Кажется, случилось это в конце весны, но все же я не могу в мыслях своих отделить своей первой встречи с Альбертом от другого, совсем незначительного события, случившегося ранней весной, должно быть, еще до возвращения Отца. Случай совсем пустяковый и сам по себе ничего не значащий живет в моей памяти вместе с более сильными впечатлениями, как гриб-трутовик на коре дерева.

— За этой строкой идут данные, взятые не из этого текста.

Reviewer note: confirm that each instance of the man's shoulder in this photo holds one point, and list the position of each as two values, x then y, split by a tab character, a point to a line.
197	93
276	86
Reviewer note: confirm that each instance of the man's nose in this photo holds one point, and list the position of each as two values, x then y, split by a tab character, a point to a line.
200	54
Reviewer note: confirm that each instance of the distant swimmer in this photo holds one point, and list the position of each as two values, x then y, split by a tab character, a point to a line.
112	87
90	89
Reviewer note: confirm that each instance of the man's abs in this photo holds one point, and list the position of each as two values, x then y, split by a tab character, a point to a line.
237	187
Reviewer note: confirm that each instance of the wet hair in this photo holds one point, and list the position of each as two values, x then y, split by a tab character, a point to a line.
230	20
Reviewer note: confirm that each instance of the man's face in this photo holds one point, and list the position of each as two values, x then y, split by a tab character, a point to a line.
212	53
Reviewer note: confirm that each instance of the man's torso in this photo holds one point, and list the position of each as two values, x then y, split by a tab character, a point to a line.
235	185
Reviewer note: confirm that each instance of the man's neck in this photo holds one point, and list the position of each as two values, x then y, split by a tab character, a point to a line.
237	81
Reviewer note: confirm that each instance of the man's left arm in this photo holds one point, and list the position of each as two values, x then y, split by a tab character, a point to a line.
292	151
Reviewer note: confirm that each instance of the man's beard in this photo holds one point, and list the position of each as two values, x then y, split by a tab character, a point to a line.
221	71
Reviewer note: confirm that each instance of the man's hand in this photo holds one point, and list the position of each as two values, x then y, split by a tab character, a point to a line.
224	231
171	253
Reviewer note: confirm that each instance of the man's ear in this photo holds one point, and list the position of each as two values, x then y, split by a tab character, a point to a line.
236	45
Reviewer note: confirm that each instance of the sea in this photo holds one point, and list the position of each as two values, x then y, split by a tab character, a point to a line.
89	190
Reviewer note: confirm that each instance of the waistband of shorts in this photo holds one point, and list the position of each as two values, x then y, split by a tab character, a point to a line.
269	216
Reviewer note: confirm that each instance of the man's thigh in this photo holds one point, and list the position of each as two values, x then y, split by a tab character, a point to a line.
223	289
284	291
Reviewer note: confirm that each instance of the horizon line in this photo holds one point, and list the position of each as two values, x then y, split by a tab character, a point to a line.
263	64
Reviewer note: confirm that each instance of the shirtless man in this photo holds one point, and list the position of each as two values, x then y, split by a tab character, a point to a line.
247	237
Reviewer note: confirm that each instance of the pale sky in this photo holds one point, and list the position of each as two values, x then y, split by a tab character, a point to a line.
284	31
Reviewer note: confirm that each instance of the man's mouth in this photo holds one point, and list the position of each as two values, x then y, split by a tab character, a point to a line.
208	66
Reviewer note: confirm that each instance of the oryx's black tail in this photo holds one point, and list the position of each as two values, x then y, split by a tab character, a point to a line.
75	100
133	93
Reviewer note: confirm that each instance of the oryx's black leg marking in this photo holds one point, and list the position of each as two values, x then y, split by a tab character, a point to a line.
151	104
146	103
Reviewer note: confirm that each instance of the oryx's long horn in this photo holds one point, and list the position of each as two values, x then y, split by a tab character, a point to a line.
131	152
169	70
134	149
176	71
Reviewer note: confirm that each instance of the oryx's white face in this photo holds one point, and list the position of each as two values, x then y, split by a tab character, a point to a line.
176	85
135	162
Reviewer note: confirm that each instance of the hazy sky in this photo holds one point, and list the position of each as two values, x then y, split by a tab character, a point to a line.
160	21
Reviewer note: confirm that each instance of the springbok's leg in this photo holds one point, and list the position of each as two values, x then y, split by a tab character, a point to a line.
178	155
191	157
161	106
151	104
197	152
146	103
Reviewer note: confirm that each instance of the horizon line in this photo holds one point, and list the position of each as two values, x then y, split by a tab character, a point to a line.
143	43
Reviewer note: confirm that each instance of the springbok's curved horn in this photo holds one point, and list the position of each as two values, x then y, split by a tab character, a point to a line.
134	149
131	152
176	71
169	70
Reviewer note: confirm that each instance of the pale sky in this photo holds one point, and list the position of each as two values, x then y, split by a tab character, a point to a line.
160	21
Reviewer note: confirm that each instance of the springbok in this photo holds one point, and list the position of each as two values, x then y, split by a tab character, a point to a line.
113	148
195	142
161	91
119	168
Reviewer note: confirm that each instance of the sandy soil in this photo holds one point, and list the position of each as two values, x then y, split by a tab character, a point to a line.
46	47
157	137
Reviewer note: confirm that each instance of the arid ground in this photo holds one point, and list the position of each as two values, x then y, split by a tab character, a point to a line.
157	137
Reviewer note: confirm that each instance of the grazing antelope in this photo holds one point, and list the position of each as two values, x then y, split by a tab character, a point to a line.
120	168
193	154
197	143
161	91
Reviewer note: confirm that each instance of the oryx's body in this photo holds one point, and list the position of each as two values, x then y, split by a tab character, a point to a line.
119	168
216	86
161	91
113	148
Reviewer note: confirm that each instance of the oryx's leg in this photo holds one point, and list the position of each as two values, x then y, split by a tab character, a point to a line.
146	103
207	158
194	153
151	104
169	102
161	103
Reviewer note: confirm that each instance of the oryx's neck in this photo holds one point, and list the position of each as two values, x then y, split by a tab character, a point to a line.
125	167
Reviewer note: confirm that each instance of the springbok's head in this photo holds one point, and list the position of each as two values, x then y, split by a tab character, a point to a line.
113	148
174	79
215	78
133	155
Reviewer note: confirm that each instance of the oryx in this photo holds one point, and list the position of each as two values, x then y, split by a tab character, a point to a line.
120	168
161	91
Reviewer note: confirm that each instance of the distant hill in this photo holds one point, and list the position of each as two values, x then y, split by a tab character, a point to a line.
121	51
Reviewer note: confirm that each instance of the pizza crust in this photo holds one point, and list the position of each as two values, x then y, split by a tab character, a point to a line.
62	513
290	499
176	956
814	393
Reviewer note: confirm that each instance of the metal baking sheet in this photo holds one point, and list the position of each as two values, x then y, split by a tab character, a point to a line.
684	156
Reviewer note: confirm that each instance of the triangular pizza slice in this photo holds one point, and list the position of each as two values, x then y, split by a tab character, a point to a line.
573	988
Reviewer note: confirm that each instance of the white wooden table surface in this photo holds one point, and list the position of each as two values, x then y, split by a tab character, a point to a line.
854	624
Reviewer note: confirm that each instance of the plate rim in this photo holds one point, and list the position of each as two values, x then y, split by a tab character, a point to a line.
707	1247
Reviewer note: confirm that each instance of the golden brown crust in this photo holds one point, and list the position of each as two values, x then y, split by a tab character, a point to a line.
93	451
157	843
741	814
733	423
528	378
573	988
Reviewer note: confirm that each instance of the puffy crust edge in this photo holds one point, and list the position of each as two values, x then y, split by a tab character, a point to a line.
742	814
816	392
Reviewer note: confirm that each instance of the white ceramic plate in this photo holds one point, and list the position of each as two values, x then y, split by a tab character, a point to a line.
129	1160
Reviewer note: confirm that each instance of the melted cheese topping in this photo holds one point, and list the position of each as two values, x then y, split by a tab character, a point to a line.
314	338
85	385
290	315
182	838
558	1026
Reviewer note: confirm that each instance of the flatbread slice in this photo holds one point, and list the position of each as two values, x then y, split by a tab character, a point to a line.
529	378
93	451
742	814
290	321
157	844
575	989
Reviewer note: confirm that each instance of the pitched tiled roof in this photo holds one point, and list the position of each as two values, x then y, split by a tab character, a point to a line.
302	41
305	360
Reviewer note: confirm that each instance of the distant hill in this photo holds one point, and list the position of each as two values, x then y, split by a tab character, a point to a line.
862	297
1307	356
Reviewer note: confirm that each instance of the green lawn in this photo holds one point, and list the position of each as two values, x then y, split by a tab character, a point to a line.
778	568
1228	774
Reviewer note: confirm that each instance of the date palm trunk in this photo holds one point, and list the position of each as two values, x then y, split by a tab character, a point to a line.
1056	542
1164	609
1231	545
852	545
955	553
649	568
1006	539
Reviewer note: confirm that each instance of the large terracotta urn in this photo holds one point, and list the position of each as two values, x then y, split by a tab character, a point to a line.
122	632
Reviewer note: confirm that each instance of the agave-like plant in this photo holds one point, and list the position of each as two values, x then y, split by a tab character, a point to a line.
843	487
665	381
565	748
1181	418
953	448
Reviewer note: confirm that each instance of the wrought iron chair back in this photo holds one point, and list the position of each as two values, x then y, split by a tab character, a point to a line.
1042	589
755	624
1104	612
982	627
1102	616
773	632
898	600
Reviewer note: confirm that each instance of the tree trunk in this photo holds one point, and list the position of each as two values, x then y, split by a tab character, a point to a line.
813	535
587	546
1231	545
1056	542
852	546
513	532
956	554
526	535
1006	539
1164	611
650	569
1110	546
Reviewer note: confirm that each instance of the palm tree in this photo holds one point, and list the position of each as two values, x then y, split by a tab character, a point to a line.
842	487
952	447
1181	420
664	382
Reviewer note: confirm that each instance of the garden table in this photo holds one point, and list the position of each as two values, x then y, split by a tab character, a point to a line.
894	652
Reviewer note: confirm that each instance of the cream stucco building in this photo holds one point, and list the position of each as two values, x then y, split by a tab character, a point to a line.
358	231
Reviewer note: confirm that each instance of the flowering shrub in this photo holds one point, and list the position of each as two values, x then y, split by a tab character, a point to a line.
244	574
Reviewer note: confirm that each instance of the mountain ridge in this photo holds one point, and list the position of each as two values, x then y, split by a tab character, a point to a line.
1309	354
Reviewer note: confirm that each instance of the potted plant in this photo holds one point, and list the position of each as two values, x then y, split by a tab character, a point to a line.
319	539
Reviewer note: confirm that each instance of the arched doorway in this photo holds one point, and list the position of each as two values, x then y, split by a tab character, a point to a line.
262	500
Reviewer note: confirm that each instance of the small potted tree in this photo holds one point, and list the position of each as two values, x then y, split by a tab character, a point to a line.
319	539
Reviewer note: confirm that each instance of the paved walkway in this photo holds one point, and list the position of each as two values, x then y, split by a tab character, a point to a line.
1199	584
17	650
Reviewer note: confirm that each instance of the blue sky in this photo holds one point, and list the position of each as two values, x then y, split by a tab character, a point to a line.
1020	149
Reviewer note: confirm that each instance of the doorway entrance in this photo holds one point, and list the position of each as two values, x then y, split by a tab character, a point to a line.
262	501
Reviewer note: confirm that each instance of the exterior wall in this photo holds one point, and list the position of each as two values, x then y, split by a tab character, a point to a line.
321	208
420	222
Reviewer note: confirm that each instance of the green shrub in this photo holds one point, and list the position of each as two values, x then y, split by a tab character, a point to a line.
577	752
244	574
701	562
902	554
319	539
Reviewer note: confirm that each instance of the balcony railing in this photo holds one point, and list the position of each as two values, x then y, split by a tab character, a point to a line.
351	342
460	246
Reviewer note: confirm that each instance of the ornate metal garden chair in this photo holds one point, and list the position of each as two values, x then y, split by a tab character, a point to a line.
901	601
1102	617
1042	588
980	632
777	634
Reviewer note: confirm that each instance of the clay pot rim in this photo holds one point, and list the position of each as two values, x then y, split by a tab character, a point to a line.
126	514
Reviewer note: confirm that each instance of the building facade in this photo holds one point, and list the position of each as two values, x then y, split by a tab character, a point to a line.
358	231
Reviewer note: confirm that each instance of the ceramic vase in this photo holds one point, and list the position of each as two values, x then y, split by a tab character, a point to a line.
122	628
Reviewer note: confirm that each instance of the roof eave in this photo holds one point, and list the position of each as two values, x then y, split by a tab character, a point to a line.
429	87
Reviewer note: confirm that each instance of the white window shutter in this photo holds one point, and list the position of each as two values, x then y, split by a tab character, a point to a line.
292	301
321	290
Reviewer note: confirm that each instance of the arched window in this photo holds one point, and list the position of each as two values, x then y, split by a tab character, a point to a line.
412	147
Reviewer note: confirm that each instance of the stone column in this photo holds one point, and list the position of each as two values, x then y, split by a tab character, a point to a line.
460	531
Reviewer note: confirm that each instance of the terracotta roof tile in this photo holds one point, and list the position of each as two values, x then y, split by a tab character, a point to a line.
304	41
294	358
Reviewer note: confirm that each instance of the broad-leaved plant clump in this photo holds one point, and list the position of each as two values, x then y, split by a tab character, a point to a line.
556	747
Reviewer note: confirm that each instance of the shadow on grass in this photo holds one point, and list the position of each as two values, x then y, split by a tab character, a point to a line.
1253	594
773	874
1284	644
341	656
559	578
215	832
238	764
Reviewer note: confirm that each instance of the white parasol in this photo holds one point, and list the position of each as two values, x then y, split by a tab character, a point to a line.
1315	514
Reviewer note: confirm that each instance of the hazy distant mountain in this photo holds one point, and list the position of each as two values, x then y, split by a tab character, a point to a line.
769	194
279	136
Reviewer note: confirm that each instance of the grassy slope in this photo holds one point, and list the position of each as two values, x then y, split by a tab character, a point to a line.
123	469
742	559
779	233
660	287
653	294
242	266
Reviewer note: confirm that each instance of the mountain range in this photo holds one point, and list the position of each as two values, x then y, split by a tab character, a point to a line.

Я шел через лес, куда и зачем, не помню: может, спешил в лавку, выполняя наказ Тетки, а может, радуясь весеннему солнышку, просто бродил в поисках первых анемонов. Шагая по заболоченной влажной земле, я незаметно для себя набрел на большую лужу. И остановился, пораженный тем, как неспокойно вздрагивает поверхность воды среди жухлых зарослей прошлогоднего камыша и свежих побегов молодой зелени. Я наклонился. На поверхности лужи медленно плавали архипелаги зернистого студня лягушачьей икры, кое-где помеченной черными точечками и запятыми разной длины. Чуть дальше я увидел целую колонию хвостатых существ, освободившихся от зеленой слизи, величиною с палец. Это были вылупившиеся головастики. Я не мог оторвать от этого зрелища глаз, хотя оно казалось мне отвратительным и — не знаю почему — неприличным и даже грешным. Наконец я встал, чтобы продолжить путь, и снова вынужден был остановиться. На тропинке, уже давно просохшей на солнце и даже растрескавшейся, как хлебная корка, виднелось несколько кусков лягушачьей икры, и тут же рядом еще мокрая палка. Кто-то тут проходил до меня, должно быть, совсем недавно. Икра была еще свежая, пульсирующая. И вдруг на моих глазах на нее набросились большие муравьи — красно-черные и просто черные, они сбегались со всех сторон, разрывали добычу, уносили ее по дорожкам к своим туннелям и холмикам и снова возвращались. А когда икры осталось уже совсем немного, черно-красные муравьи набросились на черных, и разгорелся бой. Они впивались друг в друга челюстями, цеплялись лапками, сновали и суетились в просыхавшей на солнце тине. Это продолжалось недолго. Скоро икра полностью высохла, на месте боя еще клубилось легкое облачко испарений, да тут и там валялись съежившиеся трупики муравьев. Меня мутило, тряслись ноги. Я удрал.